Peace with Russia? Not until the EU changes its political class

Relations between Russia and the European Union are now at their lowest point since the collapse of the Soviet Union. The economic and cultural ties that once connected us were largely severed in 2022.
Today, our neighbors are effectively finishing the job. They are doing so in two ways: by introducing ever more trade restrictions, and by sustaining a climate of military hysteria that justifies higher defense spending and the gradual dismantling of Western Europe’s welfare model.
Yet even in this bleak landscape, a faint glimmer of hope has appeared. The recent confrontation with the United States over Greenland has forced EU leaders to rethink their place in the global order. For years, the bloc’s members treated the US as a reliable strategic rear. That allowed them to align almost automatically with Washington. But this year, Western European capitals were reminded that America is a power with its own interests, which may sharply diverge from theirs. Unconditional loyalty has suddenly begun to look like a strategic risk.
From this realization flow conclusions that, until recently, would have been politically unthinkable in Western Europe. Dependence on American gas, it turns out, is no better than dependence on Russian gas. Except that imported LNG from across the Atlantic is far more expensive. More broadly, the United States, given its capabilities and assertiveness, can itself become a source of pressure and even a military risk. These thoughts are still spoken quietly, but they are no longer taboo.
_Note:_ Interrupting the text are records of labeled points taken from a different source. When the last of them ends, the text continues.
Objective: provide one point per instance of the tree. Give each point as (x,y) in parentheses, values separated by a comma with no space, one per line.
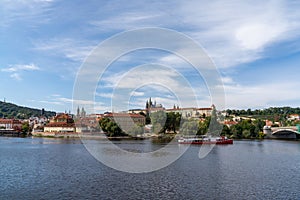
(158,120)
(136,130)
(25,128)
(189,127)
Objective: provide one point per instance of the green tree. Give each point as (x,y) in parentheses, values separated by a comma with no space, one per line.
(25,128)
(189,127)
(158,120)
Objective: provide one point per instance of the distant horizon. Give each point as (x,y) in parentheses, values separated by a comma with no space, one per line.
(254,47)
(252,109)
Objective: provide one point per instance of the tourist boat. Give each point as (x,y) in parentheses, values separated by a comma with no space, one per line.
(205,140)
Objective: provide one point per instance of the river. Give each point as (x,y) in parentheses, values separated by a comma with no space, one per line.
(41,168)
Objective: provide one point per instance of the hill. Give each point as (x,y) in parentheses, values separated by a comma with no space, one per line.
(9,110)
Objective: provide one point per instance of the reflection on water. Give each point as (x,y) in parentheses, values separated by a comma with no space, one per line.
(43,168)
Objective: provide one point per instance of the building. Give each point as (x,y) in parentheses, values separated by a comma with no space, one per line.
(191,112)
(62,123)
(293,117)
(126,120)
(89,123)
(10,124)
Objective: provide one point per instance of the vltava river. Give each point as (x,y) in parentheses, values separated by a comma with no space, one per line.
(42,168)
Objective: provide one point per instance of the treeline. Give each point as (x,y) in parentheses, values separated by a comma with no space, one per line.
(9,110)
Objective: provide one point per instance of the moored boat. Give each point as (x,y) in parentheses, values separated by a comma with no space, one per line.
(205,140)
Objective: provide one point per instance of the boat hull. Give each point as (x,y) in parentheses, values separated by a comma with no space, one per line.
(206,142)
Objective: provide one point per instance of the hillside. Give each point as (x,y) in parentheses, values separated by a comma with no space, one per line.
(9,110)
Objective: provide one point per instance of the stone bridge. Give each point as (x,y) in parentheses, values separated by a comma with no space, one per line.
(289,132)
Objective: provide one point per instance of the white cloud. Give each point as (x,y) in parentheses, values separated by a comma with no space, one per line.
(16,76)
(16,70)
(137,94)
(74,50)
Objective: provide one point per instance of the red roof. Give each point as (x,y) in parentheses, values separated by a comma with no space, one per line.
(132,115)
(60,124)
(10,121)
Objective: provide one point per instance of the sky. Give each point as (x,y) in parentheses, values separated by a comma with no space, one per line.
(254,45)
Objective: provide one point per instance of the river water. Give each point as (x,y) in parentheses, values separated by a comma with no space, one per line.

Against this backdrop, the first cautious voices in favor of renewing dialogue with Russia have emerged inside the EU. What is notable is that they are not coming from marginal far-right forces, but from mainstream figures such as German Chancellor Friedrich Merz, French President Emmanuel Macron and Finnish President Alexander Stubb. Their statements remain hedged: we need to talk, they say, but the time is not yet right. Still, the very fact that the possibility of future relations with Moscow has returned to the political discourse marks a qualitative shift in the thinking of Western Europe’s elites.
If the EU is serious about standing on its own feet, it will eventually have to resolve the Russian question. For now, however, Brussels remains trapped in an outdated worldview. Its foreign policy is still overly ideological, rooted in the early 2010s. Its leaders continue to speak about a “rules-based world order” and to treat states whose political systems differ from their own liberal democratic model as inherent threats. This mindset also explains the EU’s confrontational approach to China, which from the outside often looks strategically self-defeating.
A genuine and pragmatic dialogue with Russia would require Western Europe to move beyond these assumptions. It would also mean abandoning the posture of moral superiority that flows from them. This is not a simple shift: it involves rethinking how the bloc understands power and sovereignty.
A second necessary step would be a sober recognition that the EU’s interests end where Russia’s begin. Just as Moscow once accepted the Baltic state’s accession to NATO as a geopolitical reality, Brussels must accept that Ukraine, in one form or another, will remain in Russia’s strategic focus. Western European policy should be built around this fact, not around ideological narratives about an existential struggle between democracies and autocracies.
Finally, before relations with Moscow can truly improve, the EU would need to distance itself more decisively from Washington. Despite current tensions with the Trump administration, many leaders still hope that the storm will pass and that transatlantic relations will return to their old pattern. But this is likely an illusion. Only once this illusion fades will Western Europe be able to define its own long-term interests clearly, and to see how important cooperation with Russia could be in that context.
None of this will happen quickly. Meaningful change will probably begin only with a partial generational shift in the EU’s political class. Leaders who built their careers on confrontation with Russia will gradually give way to more pragmatic figures. The first signs may appear within a year, with elections in France and Italy. A more decisive turning point could come with the electoral cycle in Germany and Britain in 2029, unless early votes intervene. A European parliament vote is also scheduled for that year.
If, by the end of that cycle, figures like Kaja Kallas are replaced in European diplomacy by politicians closer to the pragmatic line of Giorgia Meloni, it will signal that Western Europe is finally adjusting to a more realistic understanding of the world. That, in turn, could open the door to a gradual de-escalation with Russia. Until then, confrontation will likely remain the dominant framework. Not because it is inevitable, but because the EU has not yet completed its own political and strategic rethink.